Storms in 2018 dumped 63 inches of rain on the village — roughly 30 percent more than normal — with most of it draining into Stony Brook Harbor, where New York State environmental officials have restricted shellfish harvesting because of sanitary worries.

“These are no longer once in a hundred years storms,” said Judy Ogden, a village trustee who serves as volunteer highway commissioner. “We’re getting hundred-year storms every year.”

Head of the Harbor officials aren’t alone in their concerns: Officials in Port Jefferson, about 7 miles east, last month said they were commissioning a study on recent storms that drenched that village’s downtown tourism and business district and recommend possible remedies.

Head of the Harbor has hundreds of drains throughout the village and often installs new ones when it does roadwork. Dahlgard said construction is likely to continue for years, whenever the village budget allows. The new drains are made from precast concrete and cost several thousand dollars apiece. Workers perform test borings and consult with an engineer before sinking the drains as deep as 40 feet below surface to reach a layer of sandy loam beneath the clay that covers most of the village.

Water enters the drains carrying animal fecal matter, oil, fertilizer and the residue of vehicle tire wear, said Lawrence Swanson, associate dean of the School of Marine and Atmospheric Sciences at Stony Brook University and a village resident. As it seeps out of collection basins, it undergoes “considerable cleansing just from filtering through soil as it works its way to the harbor,” he said.

Village resident Meg Shutka said the drains were a good start. "There has been an improvement in the drainage, but I feel there's still a lot of work to do." 

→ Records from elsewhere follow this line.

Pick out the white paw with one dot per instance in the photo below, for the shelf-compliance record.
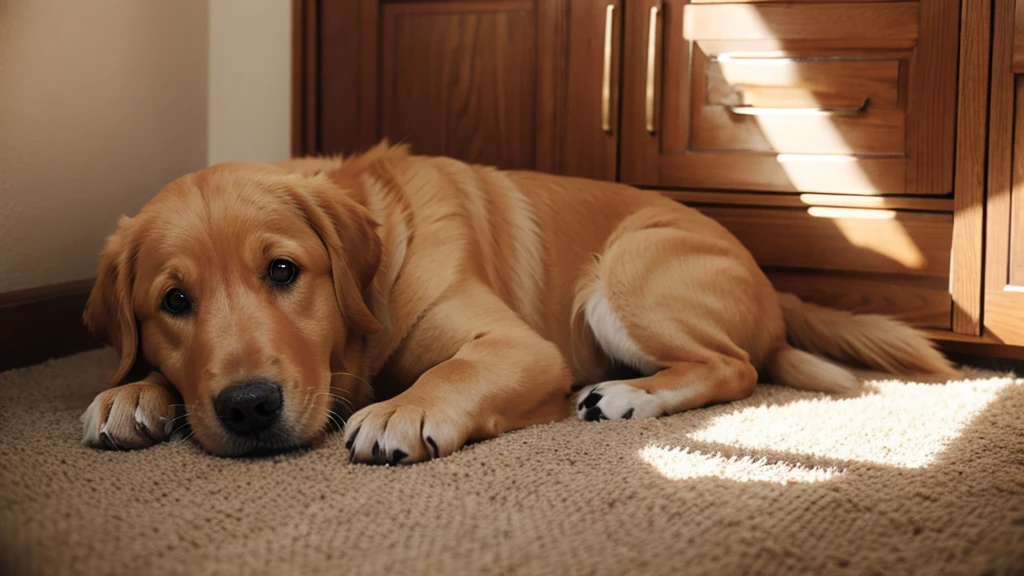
(617, 401)
(128, 417)
(398, 433)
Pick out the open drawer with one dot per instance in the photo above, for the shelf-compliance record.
(825, 97)
(886, 261)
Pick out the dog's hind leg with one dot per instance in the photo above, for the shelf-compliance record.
(682, 302)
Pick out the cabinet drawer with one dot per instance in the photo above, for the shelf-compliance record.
(866, 260)
(925, 302)
(849, 240)
(799, 106)
(841, 97)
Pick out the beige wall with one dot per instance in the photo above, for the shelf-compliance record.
(104, 101)
(101, 103)
(250, 80)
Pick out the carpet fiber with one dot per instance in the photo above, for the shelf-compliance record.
(904, 478)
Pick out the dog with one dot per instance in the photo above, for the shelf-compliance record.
(417, 303)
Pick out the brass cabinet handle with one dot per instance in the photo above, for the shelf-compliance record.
(757, 111)
(651, 53)
(609, 16)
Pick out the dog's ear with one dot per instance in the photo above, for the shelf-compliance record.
(349, 233)
(109, 312)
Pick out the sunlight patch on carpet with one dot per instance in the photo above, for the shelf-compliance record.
(895, 423)
(676, 463)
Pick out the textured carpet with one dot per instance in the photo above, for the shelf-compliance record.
(906, 478)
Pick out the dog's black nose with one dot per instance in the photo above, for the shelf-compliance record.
(249, 407)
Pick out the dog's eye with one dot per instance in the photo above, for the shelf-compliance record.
(176, 301)
(283, 272)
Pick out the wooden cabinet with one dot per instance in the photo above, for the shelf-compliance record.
(509, 83)
(1004, 298)
(855, 147)
(772, 96)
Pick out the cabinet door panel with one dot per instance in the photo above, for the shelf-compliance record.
(1004, 296)
(770, 86)
(459, 80)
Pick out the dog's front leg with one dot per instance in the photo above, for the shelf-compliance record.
(504, 376)
(132, 416)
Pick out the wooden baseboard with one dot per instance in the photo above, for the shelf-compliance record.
(38, 324)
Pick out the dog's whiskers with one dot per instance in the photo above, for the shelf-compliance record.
(364, 380)
(345, 401)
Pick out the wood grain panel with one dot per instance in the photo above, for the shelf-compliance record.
(552, 29)
(589, 151)
(346, 59)
(785, 173)
(848, 240)
(907, 130)
(921, 301)
(1005, 316)
(1016, 269)
(1018, 58)
(459, 79)
(43, 323)
(694, 197)
(773, 82)
(931, 128)
(747, 22)
(638, 156)
(970, 184)
(879, 132)
(1000, 149)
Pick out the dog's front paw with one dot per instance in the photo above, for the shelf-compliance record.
(616, 401)
(129, 417)
(395, 432)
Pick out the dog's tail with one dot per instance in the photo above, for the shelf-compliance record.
(868, 340)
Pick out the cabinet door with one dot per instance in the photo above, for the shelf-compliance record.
(803, 96)
(508, 83)
(474, 80)
(1004, 303)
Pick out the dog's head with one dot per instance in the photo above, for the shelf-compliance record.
(241, 284)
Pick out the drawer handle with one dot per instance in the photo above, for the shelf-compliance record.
(651, 53)
(609, 16)
(757, 111)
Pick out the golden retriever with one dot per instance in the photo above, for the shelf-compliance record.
(430, 302)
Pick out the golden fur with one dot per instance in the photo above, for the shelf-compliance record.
(439, 302)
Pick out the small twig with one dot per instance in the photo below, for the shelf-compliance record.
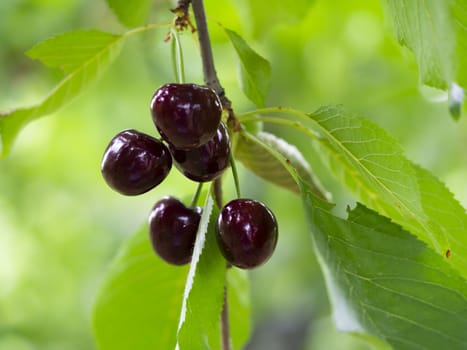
(209, 70)
(211, 80)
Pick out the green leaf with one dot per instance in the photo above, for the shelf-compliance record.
(255, 71)
(199, 325)
(436, 32)
(138, 305)
(84, 73)
(70, 50)
(373, 166)
(446, 217)
(131, 13)
(239, 307)
(385, 282)
(426, 27)
(268, 156)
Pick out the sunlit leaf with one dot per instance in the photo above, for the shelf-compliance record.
(84, 73)
(373, 166)
(255, 71)
(70, 50)
(138, 306)
(436, 32)
(265, 155)
(385, 282)
(131, 13)
(199, 326)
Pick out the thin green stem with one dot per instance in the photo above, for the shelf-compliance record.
(177, 57)
(195, 199)
(147, 27)
(233, 165)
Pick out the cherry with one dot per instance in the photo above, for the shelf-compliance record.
(134, 162)
(246, 232)
(172, 230)
(206, 162)
(186, 115)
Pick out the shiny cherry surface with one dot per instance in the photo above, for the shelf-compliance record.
(186, 115)
(134, 163)
(172, 230)
(246, 232)
(206, 162)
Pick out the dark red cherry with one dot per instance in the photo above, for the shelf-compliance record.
(172, 230)
(134, 162)
(186, 115)
(205, 162)
(246, 232)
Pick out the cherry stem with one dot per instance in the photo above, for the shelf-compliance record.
(225, 321)
(235, 175)
(195, 199)
(177, 56)
(211, 80)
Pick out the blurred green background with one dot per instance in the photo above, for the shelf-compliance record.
(60, 224)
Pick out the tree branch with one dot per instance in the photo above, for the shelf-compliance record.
(211, 80)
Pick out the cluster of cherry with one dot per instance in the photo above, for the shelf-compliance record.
(188, 118)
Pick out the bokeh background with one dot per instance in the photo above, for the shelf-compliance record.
(60, 225)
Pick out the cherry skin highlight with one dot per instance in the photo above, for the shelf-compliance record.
(133, 162)
(172, 230)
(186, 115)
(246, 232)
(206, 162)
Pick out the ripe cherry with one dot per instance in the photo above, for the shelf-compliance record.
(134, 162)
(186, 115)
(172, 230)
(246, 232)
(206, 162)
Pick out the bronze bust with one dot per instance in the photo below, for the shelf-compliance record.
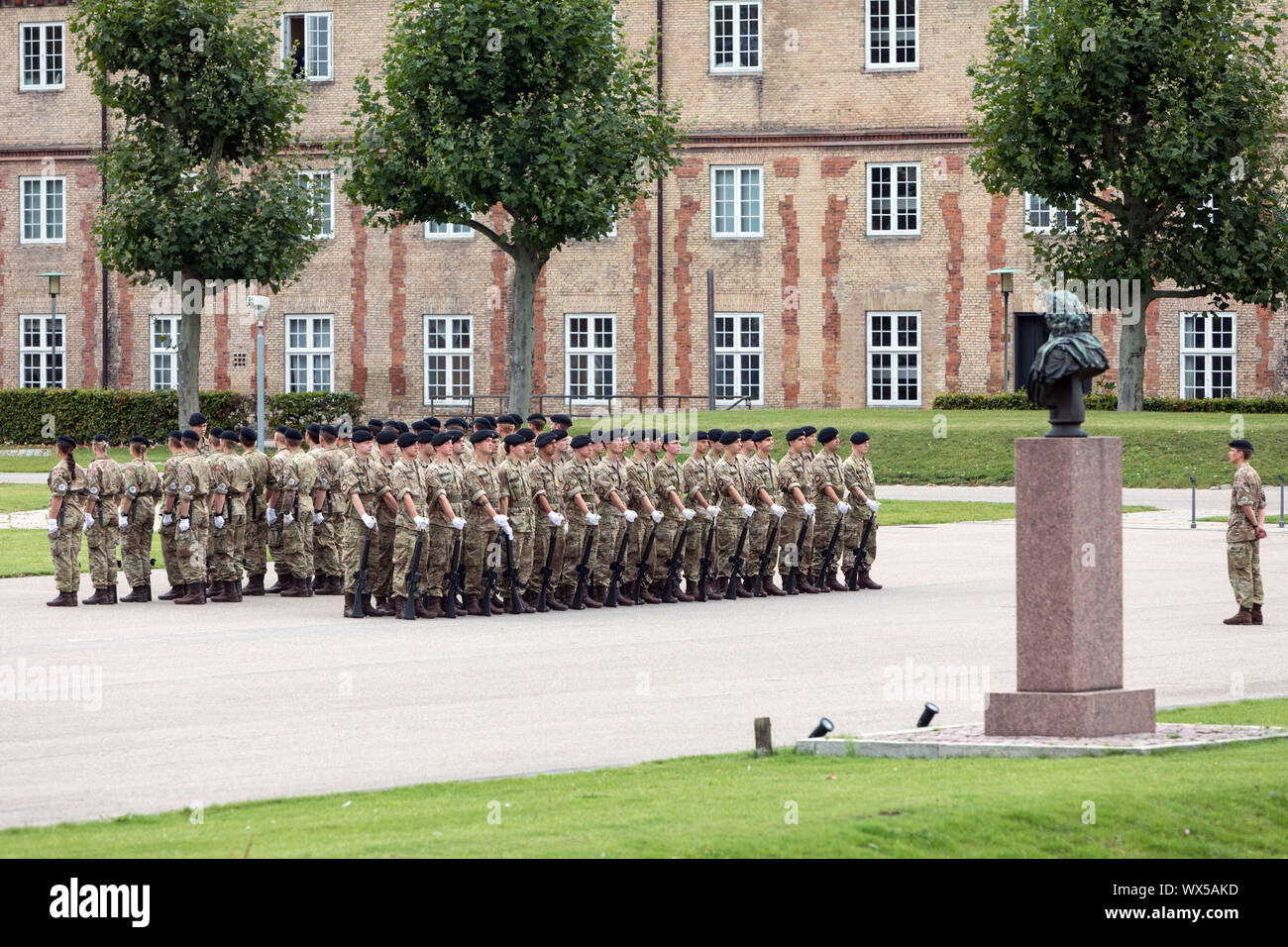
(1069, 356)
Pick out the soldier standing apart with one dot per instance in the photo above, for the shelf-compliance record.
(829, 499)
(1245, 527)
(104, 486)
(257, 525)
(65, 491)
(483, 521)
(232, 479)
(193, 521)
(857, 472)
(578, 480)
(136, 519)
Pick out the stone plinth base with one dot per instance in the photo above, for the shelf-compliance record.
(1069, 714)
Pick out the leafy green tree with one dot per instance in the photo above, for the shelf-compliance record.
(539, 107)
(1162, 118)
(200, 178)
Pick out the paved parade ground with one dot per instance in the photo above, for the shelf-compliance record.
(278, 697)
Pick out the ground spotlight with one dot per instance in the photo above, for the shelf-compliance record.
(823, 728)
(927, 714)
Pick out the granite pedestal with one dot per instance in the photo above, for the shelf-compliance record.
(1069, 598)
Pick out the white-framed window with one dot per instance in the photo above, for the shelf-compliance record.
(163, 352)
(307, 44)
(1207, 355)
(739, 354)
(894, 200)
(308, 354)
(42, 351)
(735, 201)
(42, 56)
(449, 357)
(44, 210)
(893, 34)
(894, 359)
(321, 189)
(1039, 217)
(590, 356)
(735, 37)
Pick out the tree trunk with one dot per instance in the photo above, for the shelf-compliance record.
(1131, 360)
(522, 337)
(189, 346)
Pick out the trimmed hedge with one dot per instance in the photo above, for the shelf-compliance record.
(1018, 401)
(39, 415)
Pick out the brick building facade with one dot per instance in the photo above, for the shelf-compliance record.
(824, 183)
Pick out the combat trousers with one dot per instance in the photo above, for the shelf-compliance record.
(1243, 562)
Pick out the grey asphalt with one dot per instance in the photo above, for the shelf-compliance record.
(283, 697)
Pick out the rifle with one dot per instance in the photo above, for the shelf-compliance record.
(361, 586)
(758, 583)
(795, 571)
(452, 579)
(412, 578)
(673, 565)
(735, 562)
(704, 564)
(584, 570)
(642, 565)
(828, 554)
(546, 573)
(513, 575)
(617, 567)
(861, 557)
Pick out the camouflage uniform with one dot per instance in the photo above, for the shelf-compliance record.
(1241, 553)
(858, 474)
(64, 544)
(104, 484)
(143, 488)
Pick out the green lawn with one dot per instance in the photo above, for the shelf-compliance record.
(1219, 802)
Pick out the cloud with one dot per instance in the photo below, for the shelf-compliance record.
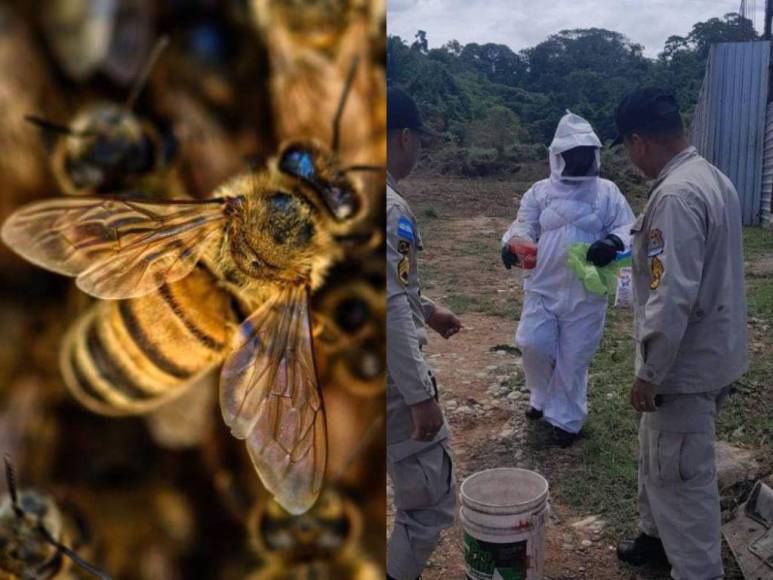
(524, 23)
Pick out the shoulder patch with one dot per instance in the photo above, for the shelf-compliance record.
(405, 229)
(656, 244)
(404, 270)
(656, 272)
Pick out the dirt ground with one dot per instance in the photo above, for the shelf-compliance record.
(481, 378)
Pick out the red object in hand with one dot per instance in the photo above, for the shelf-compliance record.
(526, 252)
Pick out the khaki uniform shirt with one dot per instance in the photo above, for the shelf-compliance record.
(689, 297)
(408, 378)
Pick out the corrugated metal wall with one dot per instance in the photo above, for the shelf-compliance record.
(730, 120)
(767, 170)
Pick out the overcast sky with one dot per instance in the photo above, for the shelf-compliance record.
(524, 23)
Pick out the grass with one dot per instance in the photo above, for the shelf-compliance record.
(464, 304)
(604, 480)
(757, 242)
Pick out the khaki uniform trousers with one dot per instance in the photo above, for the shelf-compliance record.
(678, 492)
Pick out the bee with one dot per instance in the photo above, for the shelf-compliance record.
(189, 285)
(90, 36)
(33, 536)
(310, 46)
(323, 543)
(354, 341)
(108, 148)
(326, 541)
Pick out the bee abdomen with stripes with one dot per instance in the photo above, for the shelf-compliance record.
(129, 356)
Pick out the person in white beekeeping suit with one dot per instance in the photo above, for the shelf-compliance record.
(562, 323)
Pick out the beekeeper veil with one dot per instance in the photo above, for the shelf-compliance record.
(575, 150)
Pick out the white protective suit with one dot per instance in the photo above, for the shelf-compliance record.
(561, 323)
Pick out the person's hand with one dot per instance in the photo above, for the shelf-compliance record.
(427, 420)
(509, 259)
(444, 322)
(602, 252)
(643, 396)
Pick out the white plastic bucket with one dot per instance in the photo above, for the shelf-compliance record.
(504, 512)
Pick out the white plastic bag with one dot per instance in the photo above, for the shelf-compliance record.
(624, 291)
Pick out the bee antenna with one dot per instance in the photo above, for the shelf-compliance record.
(373, 168)
(90, 568)
(365, 439)
(47, 125)
(342, 103)
(10, 477)
(142, 79)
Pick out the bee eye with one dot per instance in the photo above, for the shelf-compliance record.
(338, 195)
(352, 314)
(280, 202)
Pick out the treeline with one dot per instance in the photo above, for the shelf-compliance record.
(501, 107)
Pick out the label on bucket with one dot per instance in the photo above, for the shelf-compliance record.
(490, 561)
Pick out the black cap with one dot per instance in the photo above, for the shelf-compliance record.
(647, 111)
(402, 113)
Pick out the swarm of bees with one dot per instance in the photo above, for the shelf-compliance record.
(266, 288)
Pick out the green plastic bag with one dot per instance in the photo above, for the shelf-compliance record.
(596, 280)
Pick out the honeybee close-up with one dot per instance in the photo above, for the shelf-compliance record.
(178, 277)
(193, 235)
(34, 533)
(108, 148)
(323, 543)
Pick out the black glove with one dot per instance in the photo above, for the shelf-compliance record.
(602, 252)
(508, 258)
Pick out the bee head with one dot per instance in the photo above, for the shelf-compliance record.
(325, 530)
(318, 24)
(287, 223)
(22, 546)
(108, 145)
(319, 171)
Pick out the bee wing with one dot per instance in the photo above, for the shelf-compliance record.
(269, 396)
(116, 248)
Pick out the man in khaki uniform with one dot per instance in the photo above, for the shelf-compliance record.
(690, 329)
(418, 455)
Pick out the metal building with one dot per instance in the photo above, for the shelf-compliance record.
(731, 122)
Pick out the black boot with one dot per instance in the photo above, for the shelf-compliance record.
(642, 550)
(563, 438)
(533, 414)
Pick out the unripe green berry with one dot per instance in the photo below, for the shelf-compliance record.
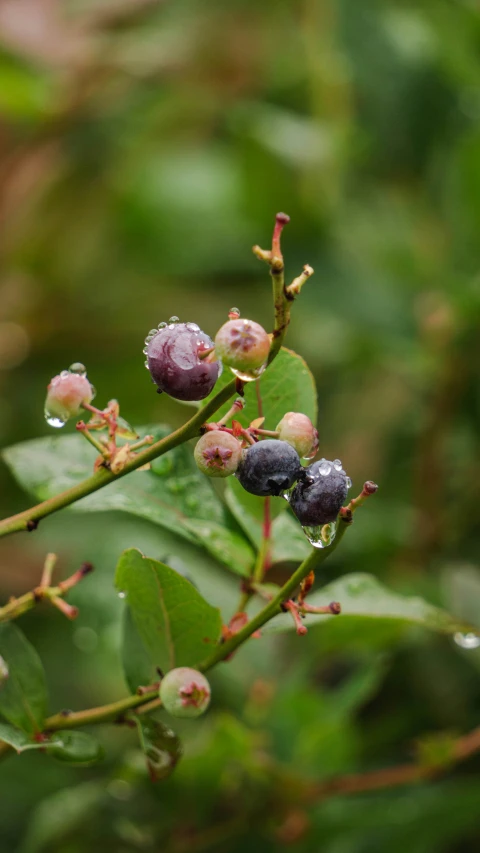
(185, 692)
(242, 344)
(218, 453)
(65, 395)
(299, 431)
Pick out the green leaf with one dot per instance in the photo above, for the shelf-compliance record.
(228, 547)
(17, 739)
(364, 597)
(23, 694)
(176, 625)
(172, 494)
(75, 748)
(286, 386)
(137, 663)
(162, 747)
(288, 540)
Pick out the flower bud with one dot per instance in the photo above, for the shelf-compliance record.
(185, 692)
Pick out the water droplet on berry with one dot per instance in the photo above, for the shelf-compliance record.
(467, 641)
(249, 375)
(79, 368)
(322, 535)
(324, 468)
(53, 420)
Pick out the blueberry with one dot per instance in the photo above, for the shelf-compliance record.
(174, 363)
(185, 692)
(317, 498)
(299, 431)
(218, 453)
(269, 467)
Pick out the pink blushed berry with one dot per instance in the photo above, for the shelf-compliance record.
(299, 431)
(218, 453)
(185, 692)
(242, 345)
(65, 395)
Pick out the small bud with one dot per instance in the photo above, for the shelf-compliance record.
(242, 344)
(218, 453)
(185, 692)
(66, 394)
(299, 431)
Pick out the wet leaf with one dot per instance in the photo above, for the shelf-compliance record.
(23, 694)
(176, 625)
(363, 596)
(162, 747)
(75, 747)
(286, 386)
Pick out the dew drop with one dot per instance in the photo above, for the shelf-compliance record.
(53, 420)
(324, 468)
(249, 375)
(467, 641)
(79, 368)
(322, 535)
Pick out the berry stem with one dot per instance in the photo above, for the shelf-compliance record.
(17, 606)
(28, 519)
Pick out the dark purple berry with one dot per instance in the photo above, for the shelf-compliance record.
(269, 468)
(174, 362)
(318, 497)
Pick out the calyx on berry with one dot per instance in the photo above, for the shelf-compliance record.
(299, 431)
(269, 468)
(242, 344)
(217, 453)
(66, 394)
(174, 359)
(318, 497)
(185, 692)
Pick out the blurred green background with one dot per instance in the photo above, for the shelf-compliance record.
(145, 146)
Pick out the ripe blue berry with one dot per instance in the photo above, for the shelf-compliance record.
(317, 498)
(173, 359)
(185, 692)
(242, 344)
(217, 453)
(299, 431)
(269, 467)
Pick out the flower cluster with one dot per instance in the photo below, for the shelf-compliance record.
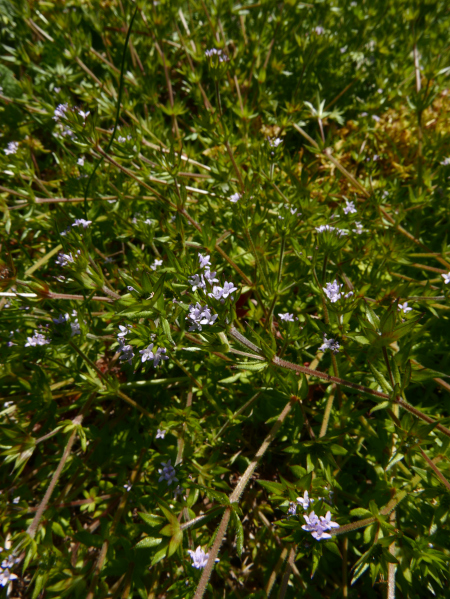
(37, 339)
(200, 315)
(349, 207)
(199, 281)
(167, 473)
(60, 112)
(404, 308)
(157, 356)
(318, 526)
(6, 576)
(303, 501)
(217, 52)
(333, 292)
(64, 259)
(330, 344)
(221, 293)
(12, 147)
(199, 558)
(287, 317)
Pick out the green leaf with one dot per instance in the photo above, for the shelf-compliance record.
(272, 486)
(151, 519)
(148, 542)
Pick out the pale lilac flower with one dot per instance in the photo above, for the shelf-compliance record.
(274, 143)
(155, 264)
(83, 114)
(75, 327)
(349, 207)
(205, 261)
(62, 318)
(228, 289)
(404, 308)
(6, 577)
(37, 339)
(80, 222)
(318, 527)
(200, 315)
(60, 112)
(210, 277)
(12, 147)
(126, 351)
(147, 353)
(197, 282)
(332, 291)
(157, 356)
(65, 259)
(199, 558)
(305, 500)
(286, 317)
(123, 331)
(330, 344)
(167, 473)
(216, 293)
(217, 52)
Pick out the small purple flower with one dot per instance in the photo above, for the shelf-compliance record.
(305, 500)
(332, 291)
(318, 527)
(228, 289)
(330, 344)
(205, 261)
(404, 308)
(287, 317)
(167, 473)
(37, 339)
(197, 282)
(12, 147)
(199, 558)
(349, 207)
(60, 112)
(210, 277)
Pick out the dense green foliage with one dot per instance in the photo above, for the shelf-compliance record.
(308, 158)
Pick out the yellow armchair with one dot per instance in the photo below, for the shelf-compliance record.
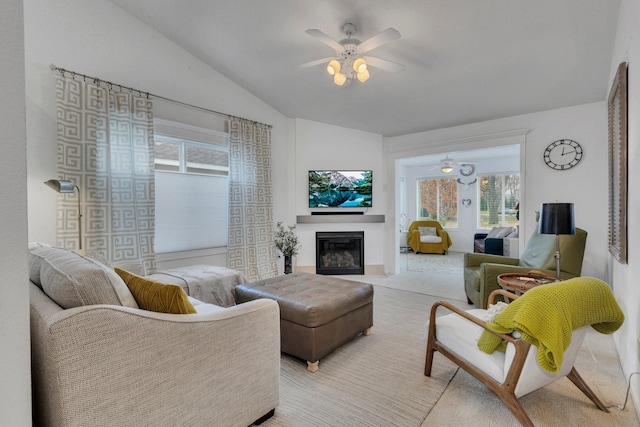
(429, 244)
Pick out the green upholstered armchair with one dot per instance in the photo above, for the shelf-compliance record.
(438, 244)
(481, 271)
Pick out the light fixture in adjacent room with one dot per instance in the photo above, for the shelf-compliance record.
(556, 218)
(66, 186)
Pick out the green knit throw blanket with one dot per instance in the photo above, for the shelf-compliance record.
(546, 316)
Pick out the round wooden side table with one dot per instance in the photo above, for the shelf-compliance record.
(519, 283)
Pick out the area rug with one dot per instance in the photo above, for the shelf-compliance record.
(439, 276)
(376, 380)
(450, 263)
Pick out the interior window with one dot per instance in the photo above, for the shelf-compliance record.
(192, 190)
(499, 197)
(438, 200)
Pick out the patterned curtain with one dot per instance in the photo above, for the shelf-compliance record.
(105, 146)
(251, 248)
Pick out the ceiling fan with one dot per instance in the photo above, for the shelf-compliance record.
(349, 61)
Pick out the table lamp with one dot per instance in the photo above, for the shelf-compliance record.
(557, 218)
(65, 186)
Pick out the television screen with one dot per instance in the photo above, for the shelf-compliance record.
(340, 189)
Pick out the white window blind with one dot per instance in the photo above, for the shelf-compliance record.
(191, 211)
(192, 188)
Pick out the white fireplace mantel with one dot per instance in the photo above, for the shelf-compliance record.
(338, 218)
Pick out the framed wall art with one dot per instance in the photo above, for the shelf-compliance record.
(617, 111)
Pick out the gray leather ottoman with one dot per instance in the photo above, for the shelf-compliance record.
(317, 313)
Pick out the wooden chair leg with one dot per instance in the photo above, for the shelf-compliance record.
(582, 385)
(511, 402)
(429, 358)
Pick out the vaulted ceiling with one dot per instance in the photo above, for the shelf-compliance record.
(465, 60)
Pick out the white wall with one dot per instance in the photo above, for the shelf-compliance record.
(15, 391)
(624, 278)
(321, 146)
(99, 39)
(584, 185)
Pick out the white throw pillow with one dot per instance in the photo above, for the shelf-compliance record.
(430, 239)
(427, 231)
(499, 232)
(73, 280)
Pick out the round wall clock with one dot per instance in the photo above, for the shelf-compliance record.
(563, 154)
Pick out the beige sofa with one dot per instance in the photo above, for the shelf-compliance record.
(106, 362)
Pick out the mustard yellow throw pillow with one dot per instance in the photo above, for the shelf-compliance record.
(156, 296)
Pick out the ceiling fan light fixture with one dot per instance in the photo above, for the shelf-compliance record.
(359, 65)
(363, 76)
(333, 67)
(339, 79)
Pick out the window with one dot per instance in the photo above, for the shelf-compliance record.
(438, 200)
(192, 188)
(499, 196)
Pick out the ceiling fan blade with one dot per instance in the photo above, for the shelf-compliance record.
(394, 67)
(325, 39)
(317, 62)
(379, 39)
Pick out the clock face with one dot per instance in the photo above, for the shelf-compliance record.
(563, 154)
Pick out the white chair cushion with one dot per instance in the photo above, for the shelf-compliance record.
(460, 336)
(533, 376)
(430, 239)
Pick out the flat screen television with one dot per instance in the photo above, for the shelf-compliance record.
(340, 189)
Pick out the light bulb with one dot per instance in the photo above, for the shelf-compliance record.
(339, 79)
(333, 67)
(359, 65)
(363, 76)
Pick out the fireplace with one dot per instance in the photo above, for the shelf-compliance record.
(340, 252)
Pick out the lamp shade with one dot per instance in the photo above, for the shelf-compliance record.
(556, 218)
(61, 185)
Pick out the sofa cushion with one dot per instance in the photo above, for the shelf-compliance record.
(156, 296)
(73, 280)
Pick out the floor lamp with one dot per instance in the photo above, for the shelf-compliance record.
(65, 186)
(557, 218)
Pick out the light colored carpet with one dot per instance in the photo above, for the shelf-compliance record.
(371, 381)
(440, 276)
(379, 381)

Clearing drains has become one of the biggest responsibilities of the three-man village highway department that works under crew leader Frank Prinzevalli. To clear drains, his crew often uses a vacuum truck from the Town of Smithtown or a village truck equipped with a crane and clamshell bucket. The work is near constant, he said. “If we get mild weather, we’re out there doing business,” he said. “We have to be aggressive in a new way.”

The old drains that serve most of the village were designed for a more clement age, he said. “They were done properly back then,” he said, but lack capacity for current conditions. “To plan for a two-inch rainstorm isn’t enough anymore,” he said.

Drains or overflow pools installed: Fifty Acre Road, Moriches Road, Pinoak Lane and Harbor Road

Planned drainage: Watercrest Court, Fifty Acre Road and Evan Court 

Riprap on Hitherbrook Road and a planned rain garden on Evan Court are also intended to improve resiliency by slowing or collecting runoff.